Pour le philosophe Miguel Benasayag, la notion d’« engagement » est centrale dans le courant post disaster, réaction au culte de l’individu associé à la marchandise et au désastre, il est le maître mot de ces danseur(se)s littéralement plongés dans un bain sonore et physique. Benasayag le rapproche d’une volonté presque spirituelle de « se fondre » tout en développant une forte inventivité personnelle, il la définit ainsi comme « une danse du lien » qui est pour lui la première forme artistique d’un changement de paradigme.


Co-production Tridanse 2012 (VéloThéâtre de Apt, 3Bis F de Aix en Provence et Citron Jaune-Centre National des Arts de la Rue à Port St Louis) et ADDA Scènes Croisées de Lozère.

La création a reçu le soutien de : DRAC Languedoc Roussillon, Région Languedoc Roussillon, Ville de Montpellier, Département de l'Hérault et de l'ADAMI.

Diffusion : Citron Jaune / Centre National des Arts de la Rue à Port Saint Louis, ADDA Scènes Croisées de Lozère, Festival Art Danthé-Théâtre de Vanves, La Friche Belle de mai, Festival Uzès Danse 2014, KLAP maison pour la danse de Marseille (saison 2016)

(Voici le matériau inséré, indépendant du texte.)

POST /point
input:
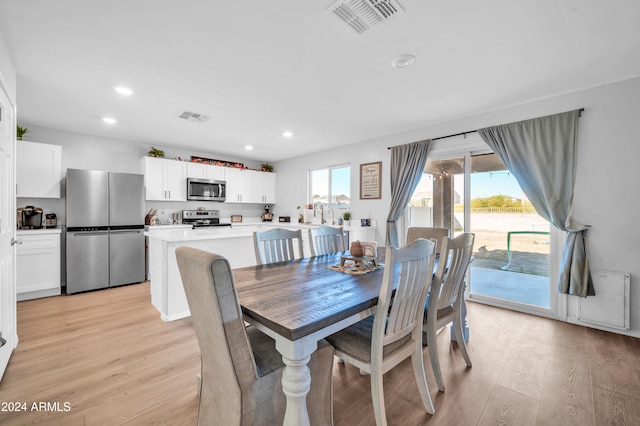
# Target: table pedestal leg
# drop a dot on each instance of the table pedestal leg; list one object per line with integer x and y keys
{"x": 296, "y": 382}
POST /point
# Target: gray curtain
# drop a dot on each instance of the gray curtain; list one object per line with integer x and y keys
{"x": 407, "y": 165}
{"x": 541, "y": 154}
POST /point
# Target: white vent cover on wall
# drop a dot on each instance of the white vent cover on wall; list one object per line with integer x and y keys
{"x": 611, "y": 305}
{"x": 361, "y": 15}
{"x": 192, "y": 116}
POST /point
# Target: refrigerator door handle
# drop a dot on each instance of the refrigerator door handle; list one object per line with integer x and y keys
{"x": 88, "y": 234}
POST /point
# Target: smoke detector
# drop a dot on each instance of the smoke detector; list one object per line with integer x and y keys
{"x": 362, "y": 15}
{"x": 192, "y": 116}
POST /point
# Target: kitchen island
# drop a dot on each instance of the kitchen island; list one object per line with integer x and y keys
{"x": 235, "y": 243}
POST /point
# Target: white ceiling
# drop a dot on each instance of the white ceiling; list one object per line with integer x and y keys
{"x": 259, "y": 67}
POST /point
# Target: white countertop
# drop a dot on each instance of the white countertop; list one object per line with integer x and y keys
{"x": 38, "y": 231}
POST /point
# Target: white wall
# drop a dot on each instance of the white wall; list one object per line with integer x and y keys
{"x": 606, "y": 181}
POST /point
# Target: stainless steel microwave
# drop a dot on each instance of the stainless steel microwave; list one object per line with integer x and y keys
{"x": 206, "y": 189}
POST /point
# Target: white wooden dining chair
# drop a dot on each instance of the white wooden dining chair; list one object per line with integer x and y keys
{"x": 379, "y": 343}
{"x": 446, "y": 298}
{"x": 277, "y": 245}
{"x": 326, "y": 240}
{"x": 438, "y": 234}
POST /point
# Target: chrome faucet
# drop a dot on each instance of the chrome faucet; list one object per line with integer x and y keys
{"x": 333, "y": 216}
{"x": 322, "y": 221}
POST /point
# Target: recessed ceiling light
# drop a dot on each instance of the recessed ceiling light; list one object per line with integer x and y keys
{"x": 403, "y": 61}
{"x": 123, "y": 90}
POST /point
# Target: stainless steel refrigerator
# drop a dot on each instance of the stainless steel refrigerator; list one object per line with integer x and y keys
{"x": 105, "y": 229}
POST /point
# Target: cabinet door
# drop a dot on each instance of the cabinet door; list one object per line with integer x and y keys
{"x": 175, "y": 180}
{"x": 245, "y": 186}
{"x": 38, "y": 263}
{"x": 239, "y": 185}
{"x": 269, "y": 187}
{"x": 153, "y": 178}
{"x": 38, "y": 169}
{"x": 231, "y": 176}
{"x": 216, "y": 172}
{"x": 264, "y": 187}
{"x": 205, "y": 171}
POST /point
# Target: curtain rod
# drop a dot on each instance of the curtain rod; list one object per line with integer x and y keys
{"x": 473, "y": 131}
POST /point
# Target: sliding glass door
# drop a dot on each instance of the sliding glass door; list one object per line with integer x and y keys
{"x": 472, "y": 191}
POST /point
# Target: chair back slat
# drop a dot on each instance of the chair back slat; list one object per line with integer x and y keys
{"x": 277, "y": 245}
{"x": 408, "y": 271}
{"x": 454, "y": 261}
{"x": 217, "y": 317}
{"x": 326, "y": 240}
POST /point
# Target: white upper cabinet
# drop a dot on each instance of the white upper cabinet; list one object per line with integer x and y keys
{"x": 264, "y": 187}
{"x": 38, "y": 170}
{"x": 239, "y": 185}
{"x": 164, "y": 180}
{"x": 205, "y": 171}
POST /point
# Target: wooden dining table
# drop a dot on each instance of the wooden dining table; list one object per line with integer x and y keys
{"x": 298, "y": 303}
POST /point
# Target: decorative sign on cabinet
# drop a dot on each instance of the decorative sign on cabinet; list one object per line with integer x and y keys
{"x": 166, "y": 180}
{"x": 38, "y": 264}
{"x": 38, "y": 170}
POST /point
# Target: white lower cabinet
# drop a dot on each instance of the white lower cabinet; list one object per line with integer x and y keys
{"x": 38, "y": 264}
{"x": 164, "y": 180}
{"x": 239, "y": 185}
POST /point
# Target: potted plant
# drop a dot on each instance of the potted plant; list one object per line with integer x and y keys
{"x": 346, "y": 216}
{"x": 20, "y": 132}
{"x": 154, "y": 152}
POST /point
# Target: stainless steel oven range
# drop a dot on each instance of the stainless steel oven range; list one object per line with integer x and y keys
{"x": 202, "y": 218}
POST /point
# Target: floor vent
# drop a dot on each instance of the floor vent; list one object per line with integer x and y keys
{"x": 192, "y": 116}
{"x": 362, "y": 15}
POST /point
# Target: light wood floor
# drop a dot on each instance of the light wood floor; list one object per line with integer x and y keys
{"x": 110, "y": 357}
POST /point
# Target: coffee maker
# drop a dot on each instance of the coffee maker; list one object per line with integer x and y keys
{"x": 267, "y": 216}
{"x": 29, "y": 217}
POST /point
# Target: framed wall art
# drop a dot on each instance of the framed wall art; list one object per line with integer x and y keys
{"x": 370, "y": 183}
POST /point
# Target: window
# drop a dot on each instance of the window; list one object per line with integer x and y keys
{"x": 331, "y": 187}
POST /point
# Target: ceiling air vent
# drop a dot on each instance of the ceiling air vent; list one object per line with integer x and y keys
{"x": 361, "y": 15}
{"x": 192, "y": 116}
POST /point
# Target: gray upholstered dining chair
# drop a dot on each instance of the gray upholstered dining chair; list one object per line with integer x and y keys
{"x": 277, "y": 245}
{"x": 326, "y": 240}
{"x": 437, "y": 234}
{"x": 379, "y": 343}
{"x": 446, "y": 298}
{"x": 241, "y": 371}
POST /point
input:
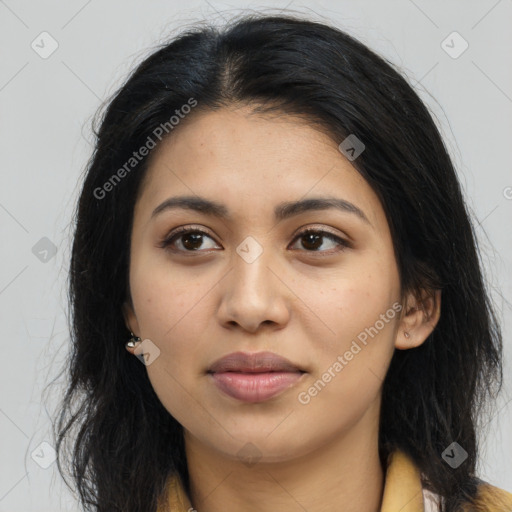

« De même que vous ne savez pas ce que peut un corps, de même qu’il y a beaucoup de choses dans le corps que vous ne connaissez pas, qui dépassent votre connaissance, de même il y a dans l’âme beaucoup de choses qui dépassent votre conscience. Voilà la question : qu’est ce que peut un corps ? de quels affects êtes vous capables ? Expérimentez, mais il faut beaucoup de prudence pour expérimenter. Nous vivons dans un monde plutôt désagréable, où non seulement les gens mais les pouvoirs établis ont intérêt à nous communiquer des affects tristes. La tristesse, les affects tristes sont tous ceux qui diminuent notre puissance d’agir. Les pouvoirs établis ont besoin de nos tristesses pour faire de nous des esclaves. Le tyran, le prêtre, les preneurs d’âmes, ont besoin de nous persuader que la vie est dure et lourde. Les pouvoirs ont moins besoin de nous réprimer que de nous angoisser, ou, comme dit Virilio, d’administrer et d’organiser nos petites terreurs intimes. La longue plainte universelle sur la vie : le manque à être qu’est la vie… On a beau dire « dansons », on est pas bien gai. On a beau dire « quel malheur la mort », il aurait fallu vivre pour avoir quelque chose à perdre. Les malades, de l’âme autant que du corps, ne nous lâcheront pas, vampires, tant qu’ils ne nous auront pas communiqué leur névrose et leur angoisse, leur castration bien-aimée, le ressentiment contre la vie, l’immonde contagion. Tout est affaire de sang. Ce n’est pas facile d’être un homme libre : fuir la peste, organiser les rencontres, augmenter la puissance d’agir, s’affecter de joie, multiplier les affects qui expriment ou enveloppent un maximum d’affirmation. Faire du corps une puissance qui ne se réduit pas à l’organisme, faire de la pensée une puissance qui ne se réduit pas à la conscience.»